Perianal Abscess, Anal Cellulitis
What is Perirectal abscess?
Perirectal abscess is a condition in which either the anal area or surrounding area has been infected with a microbial agent. This microbe then walls itself off, creating a fluid filled sac. Individuals who are at risk for this condition are those who are immunocompromised (bone marrow transplant, leukemia), and those with ulcerative colitis or diverticulitis.
How is it diagnosed?
History: Individuals generally give a history of tenderness, pain in the localized area, and/or fever.
Physical exam: Individuals will have tenderness upon rectal exam. A fistula may actually be visualized, or there may be localized swelling and redness around the anal area.
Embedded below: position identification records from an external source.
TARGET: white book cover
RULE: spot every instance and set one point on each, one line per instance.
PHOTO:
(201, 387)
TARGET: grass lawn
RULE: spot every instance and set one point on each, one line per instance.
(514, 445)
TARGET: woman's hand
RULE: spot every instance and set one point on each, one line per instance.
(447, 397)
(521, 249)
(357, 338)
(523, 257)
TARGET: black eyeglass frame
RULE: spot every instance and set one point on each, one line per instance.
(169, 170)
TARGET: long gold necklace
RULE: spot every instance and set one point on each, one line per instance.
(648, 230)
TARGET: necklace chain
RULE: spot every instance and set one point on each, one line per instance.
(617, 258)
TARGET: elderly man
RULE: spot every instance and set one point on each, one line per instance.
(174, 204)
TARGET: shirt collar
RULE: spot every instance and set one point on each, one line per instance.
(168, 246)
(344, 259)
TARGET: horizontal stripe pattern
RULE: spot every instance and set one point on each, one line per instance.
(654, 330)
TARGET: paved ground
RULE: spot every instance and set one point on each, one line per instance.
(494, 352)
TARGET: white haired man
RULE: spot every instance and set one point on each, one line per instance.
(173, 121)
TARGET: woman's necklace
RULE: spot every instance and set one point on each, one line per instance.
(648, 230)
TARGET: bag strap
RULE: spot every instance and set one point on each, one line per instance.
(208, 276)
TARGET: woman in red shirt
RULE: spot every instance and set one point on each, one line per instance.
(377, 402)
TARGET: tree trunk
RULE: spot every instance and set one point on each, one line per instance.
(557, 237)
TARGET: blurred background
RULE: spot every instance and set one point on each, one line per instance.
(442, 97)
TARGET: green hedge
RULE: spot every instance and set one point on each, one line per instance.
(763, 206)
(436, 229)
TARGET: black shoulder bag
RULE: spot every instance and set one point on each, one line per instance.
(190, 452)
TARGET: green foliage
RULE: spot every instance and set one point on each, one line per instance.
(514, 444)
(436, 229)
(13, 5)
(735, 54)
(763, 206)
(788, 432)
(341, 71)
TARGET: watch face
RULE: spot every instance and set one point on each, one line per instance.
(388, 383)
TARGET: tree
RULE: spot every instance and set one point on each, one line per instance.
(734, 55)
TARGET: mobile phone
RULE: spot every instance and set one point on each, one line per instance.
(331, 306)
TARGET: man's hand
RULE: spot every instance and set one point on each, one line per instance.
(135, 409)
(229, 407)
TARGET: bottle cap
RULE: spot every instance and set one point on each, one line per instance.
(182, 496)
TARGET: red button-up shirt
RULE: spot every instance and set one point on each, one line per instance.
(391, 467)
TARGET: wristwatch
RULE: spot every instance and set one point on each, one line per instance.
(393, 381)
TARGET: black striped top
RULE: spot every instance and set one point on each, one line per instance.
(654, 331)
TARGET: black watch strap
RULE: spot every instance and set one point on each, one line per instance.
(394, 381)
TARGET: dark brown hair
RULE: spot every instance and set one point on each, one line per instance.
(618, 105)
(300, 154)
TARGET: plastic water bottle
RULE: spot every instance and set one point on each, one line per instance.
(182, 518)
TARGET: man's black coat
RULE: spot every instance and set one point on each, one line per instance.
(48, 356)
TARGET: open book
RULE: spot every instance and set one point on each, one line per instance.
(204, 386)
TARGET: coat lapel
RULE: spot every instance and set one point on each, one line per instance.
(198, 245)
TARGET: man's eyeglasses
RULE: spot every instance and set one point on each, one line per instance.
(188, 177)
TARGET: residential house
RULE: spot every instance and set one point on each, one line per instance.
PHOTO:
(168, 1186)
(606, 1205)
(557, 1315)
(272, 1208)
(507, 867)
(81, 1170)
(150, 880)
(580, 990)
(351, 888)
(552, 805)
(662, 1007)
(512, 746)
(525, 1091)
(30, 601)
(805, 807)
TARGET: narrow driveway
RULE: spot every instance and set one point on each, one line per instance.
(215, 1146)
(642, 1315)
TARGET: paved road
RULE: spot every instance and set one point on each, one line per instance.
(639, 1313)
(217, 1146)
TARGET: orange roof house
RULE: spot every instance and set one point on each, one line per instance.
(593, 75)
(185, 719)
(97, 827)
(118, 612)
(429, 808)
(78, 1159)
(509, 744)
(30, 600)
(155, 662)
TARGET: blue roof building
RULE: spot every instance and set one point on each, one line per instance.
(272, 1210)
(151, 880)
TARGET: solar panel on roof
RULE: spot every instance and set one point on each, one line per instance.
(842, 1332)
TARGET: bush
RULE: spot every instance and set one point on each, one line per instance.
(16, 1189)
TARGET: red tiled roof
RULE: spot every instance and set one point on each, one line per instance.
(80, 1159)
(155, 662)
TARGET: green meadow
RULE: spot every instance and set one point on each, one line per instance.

Tests include complete blood count (CBC) with differential, microbial culture of the involved site, and dye injection into the abscessed area to assess for sinus or fistula tract drainage.
How is it treated?
Most individuals are treated with incision and drainage of the abscess, followed by a combination of intravenous and oral antibiotics for two to four weeks.
What might complicate it?
Complications include bacteremia (spreading of the microbes into the blood stream) and sepsis (spreading of the microbial agents to the blood stream, followed by a bodily response, which initiates shock-like symptoms).
If the abscess is correctly treated, the predicted outcome is excellent. If the abscess is not treated, complications may result that may be life threatening.
Other possible diagnoses include diverticulitis, anal fistula, and rectocele.